The uncertain prognosis for many recipients of intensive care — whether they be newborn or geriatric, or somewhere in between — raises difficult questions about whether certain lives are of such low quality that they should not be sustained and about who, if anyone, is qualified to make such decisions.
Finally, all of these questions raise difficult issues not only for the affected patients, family, and healthcare professionals, but also for society at large. How can a pluralistic society develop coherent policies on such matters while respecting the plausible, yet conflicting and rationally irreconcilable, viewpoints of many of its members?
In Baby Boy G’s case? The bioethics committee members were unanimous in believing that the family should be offered the option of TPN, even though they also agreed that it was morally acceptable for the family to refuse. The parents opted for a central venous line. Baby G expired 17 months later, after multiple hospitalizations. The parents stated that all of their lives — theirs and their doomed son’s — were immeasurably enriched by the experiences they all shared.
The “best interests” standard was applied. Such issues and decisions clearly are not societal, nor political. They are unequivocally medical and personal.
What are the issues and obligations of a physician viewing any set of medical variables for any patient of any age?

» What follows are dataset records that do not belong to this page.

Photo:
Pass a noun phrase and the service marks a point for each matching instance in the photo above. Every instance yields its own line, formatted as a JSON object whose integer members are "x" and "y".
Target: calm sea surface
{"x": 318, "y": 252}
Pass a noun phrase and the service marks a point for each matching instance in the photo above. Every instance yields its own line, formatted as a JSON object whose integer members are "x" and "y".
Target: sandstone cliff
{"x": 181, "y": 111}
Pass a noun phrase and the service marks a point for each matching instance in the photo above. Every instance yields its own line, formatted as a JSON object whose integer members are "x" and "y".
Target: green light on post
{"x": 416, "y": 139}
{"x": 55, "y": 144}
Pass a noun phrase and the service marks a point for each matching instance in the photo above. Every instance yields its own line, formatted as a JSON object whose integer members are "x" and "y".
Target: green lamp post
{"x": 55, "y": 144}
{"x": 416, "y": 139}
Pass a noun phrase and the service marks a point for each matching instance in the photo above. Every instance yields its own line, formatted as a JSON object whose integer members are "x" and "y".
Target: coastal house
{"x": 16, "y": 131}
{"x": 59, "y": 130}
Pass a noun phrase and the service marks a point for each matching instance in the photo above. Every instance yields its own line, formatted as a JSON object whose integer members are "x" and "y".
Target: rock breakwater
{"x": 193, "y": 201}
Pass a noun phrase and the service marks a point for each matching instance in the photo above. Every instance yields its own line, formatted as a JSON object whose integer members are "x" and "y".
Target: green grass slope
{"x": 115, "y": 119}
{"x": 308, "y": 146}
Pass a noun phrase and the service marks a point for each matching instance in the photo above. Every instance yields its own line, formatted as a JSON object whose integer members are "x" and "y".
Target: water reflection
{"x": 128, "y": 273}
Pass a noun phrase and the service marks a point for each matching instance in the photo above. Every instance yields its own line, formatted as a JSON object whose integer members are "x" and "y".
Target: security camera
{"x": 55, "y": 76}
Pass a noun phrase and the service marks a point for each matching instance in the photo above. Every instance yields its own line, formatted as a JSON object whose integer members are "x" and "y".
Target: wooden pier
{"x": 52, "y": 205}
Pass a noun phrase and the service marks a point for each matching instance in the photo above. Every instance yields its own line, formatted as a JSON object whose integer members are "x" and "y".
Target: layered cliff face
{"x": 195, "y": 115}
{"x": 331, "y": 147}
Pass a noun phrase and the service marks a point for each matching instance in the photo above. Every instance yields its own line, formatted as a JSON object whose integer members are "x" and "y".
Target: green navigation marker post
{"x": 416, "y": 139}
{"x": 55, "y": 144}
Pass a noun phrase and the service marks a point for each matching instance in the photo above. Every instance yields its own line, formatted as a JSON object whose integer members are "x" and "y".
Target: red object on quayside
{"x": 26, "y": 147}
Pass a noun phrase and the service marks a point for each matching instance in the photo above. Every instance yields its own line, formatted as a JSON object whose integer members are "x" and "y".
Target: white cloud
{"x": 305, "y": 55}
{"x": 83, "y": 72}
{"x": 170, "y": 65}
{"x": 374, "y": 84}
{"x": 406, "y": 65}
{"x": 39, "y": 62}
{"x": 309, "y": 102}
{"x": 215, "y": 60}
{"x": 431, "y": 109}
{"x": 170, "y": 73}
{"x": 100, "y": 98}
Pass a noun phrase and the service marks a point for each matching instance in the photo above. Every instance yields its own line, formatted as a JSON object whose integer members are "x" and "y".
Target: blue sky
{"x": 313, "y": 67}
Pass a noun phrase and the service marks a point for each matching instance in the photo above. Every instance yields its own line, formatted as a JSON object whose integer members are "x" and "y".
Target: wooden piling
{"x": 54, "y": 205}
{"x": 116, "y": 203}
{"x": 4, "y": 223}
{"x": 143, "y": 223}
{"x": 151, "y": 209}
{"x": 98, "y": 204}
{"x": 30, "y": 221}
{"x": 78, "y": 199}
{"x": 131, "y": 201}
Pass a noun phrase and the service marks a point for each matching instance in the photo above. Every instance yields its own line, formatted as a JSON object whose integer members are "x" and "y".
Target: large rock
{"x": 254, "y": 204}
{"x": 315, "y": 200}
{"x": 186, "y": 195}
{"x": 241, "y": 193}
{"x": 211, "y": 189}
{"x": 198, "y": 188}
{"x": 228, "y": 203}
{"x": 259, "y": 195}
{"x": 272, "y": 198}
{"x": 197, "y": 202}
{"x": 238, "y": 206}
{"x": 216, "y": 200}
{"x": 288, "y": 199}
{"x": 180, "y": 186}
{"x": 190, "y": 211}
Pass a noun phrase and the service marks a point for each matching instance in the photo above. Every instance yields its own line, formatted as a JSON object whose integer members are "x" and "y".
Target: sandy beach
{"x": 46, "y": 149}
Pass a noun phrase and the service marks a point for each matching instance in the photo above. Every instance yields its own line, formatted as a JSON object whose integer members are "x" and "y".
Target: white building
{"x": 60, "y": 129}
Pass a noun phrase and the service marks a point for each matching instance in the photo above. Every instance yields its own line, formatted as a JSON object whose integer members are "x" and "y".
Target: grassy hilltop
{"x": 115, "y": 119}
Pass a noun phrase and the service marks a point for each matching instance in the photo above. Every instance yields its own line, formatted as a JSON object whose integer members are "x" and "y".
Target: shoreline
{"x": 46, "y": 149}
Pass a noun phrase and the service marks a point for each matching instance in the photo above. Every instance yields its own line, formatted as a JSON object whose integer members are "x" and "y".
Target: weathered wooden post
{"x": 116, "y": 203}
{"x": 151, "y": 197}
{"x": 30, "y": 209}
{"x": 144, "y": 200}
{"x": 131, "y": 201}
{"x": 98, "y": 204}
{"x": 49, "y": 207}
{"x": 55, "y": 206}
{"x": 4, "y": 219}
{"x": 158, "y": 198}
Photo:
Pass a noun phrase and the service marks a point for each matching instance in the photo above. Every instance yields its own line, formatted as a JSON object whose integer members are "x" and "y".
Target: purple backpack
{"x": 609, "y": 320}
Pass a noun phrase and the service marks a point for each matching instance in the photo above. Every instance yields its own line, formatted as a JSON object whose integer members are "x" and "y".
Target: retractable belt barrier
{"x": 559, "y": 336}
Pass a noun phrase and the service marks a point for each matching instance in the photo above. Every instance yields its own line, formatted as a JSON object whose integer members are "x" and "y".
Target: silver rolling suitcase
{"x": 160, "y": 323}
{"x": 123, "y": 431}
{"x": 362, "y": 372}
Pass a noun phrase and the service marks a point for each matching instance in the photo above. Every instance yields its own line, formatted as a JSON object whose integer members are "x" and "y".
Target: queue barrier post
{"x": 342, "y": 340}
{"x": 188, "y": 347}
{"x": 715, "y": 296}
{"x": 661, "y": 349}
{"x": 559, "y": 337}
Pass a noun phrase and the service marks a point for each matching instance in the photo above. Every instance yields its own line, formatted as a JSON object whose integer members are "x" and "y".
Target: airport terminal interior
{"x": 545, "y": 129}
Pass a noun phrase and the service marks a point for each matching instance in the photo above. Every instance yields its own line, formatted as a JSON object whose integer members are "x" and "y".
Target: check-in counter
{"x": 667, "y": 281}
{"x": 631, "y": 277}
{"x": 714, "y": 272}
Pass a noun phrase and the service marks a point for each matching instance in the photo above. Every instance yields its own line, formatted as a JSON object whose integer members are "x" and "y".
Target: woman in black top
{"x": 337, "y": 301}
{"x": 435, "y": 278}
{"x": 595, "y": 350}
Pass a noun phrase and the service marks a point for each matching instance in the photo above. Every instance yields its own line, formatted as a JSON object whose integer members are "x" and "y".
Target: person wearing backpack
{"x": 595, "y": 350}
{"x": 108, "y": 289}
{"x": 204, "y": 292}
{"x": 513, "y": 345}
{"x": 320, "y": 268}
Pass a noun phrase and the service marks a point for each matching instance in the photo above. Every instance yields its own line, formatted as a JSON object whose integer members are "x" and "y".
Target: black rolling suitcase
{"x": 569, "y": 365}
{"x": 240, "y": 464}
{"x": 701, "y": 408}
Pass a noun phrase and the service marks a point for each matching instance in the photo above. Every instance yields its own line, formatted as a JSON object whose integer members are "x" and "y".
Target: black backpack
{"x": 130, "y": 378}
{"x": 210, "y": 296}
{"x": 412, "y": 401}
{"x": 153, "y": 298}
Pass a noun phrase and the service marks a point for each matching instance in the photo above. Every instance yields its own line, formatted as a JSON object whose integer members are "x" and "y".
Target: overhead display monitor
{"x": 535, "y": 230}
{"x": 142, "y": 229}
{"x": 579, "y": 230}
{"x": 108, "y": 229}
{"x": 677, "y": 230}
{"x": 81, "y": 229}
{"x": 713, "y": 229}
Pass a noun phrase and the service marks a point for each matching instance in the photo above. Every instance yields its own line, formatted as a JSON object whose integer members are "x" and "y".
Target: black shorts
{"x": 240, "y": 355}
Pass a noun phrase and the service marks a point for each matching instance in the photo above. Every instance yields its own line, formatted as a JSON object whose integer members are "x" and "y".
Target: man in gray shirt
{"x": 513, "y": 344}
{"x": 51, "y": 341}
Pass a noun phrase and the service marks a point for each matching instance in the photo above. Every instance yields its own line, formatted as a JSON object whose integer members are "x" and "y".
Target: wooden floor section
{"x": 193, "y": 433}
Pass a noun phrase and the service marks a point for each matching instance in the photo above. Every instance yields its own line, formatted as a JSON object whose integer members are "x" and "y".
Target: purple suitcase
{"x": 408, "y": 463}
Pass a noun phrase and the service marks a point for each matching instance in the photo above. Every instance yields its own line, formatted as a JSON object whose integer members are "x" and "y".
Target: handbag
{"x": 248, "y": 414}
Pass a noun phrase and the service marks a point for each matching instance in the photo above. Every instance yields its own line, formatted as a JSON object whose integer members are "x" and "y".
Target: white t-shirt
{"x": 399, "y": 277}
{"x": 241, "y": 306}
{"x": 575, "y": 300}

It is difficult to imagine a means to mandate a shift in the focus from protection of an innocent to protection of society’s best interest without the purposeful and intentional conflation of principal. And this brings us back to the issue of morality, medicine and society: what standard applies?
The “best interests” standard ought to apply. The only applicable rule — whether we speak of the elderly or the young — is that if treatment is futile, in that it will offer no potential benefit to the patient and will only impose pain and suffering, that fact must be made clear when presenting options to the patient or family, stressing that whatever the decision, compassionate care to ease pain and suffering always continues.
But this is not and must not become a societal decision even by implication.
Mandates will not solve the dilemma of medical futility; they only make an already difficult process completely intolerable. Legislative action that requires or expects abandonment should be opposed by all physicians.
Protection of the trust relationship with our patients is a societal good that must be preserved and supported. If we do not support a patient’s best interest and autonomy standard, then we physicians have abandoned our principles if not our purposes.
Jeffrey Hall Dobken is an assistant clinical professor of pediatric immunology and allergy at Weill Cornell School of Medicine in New York City.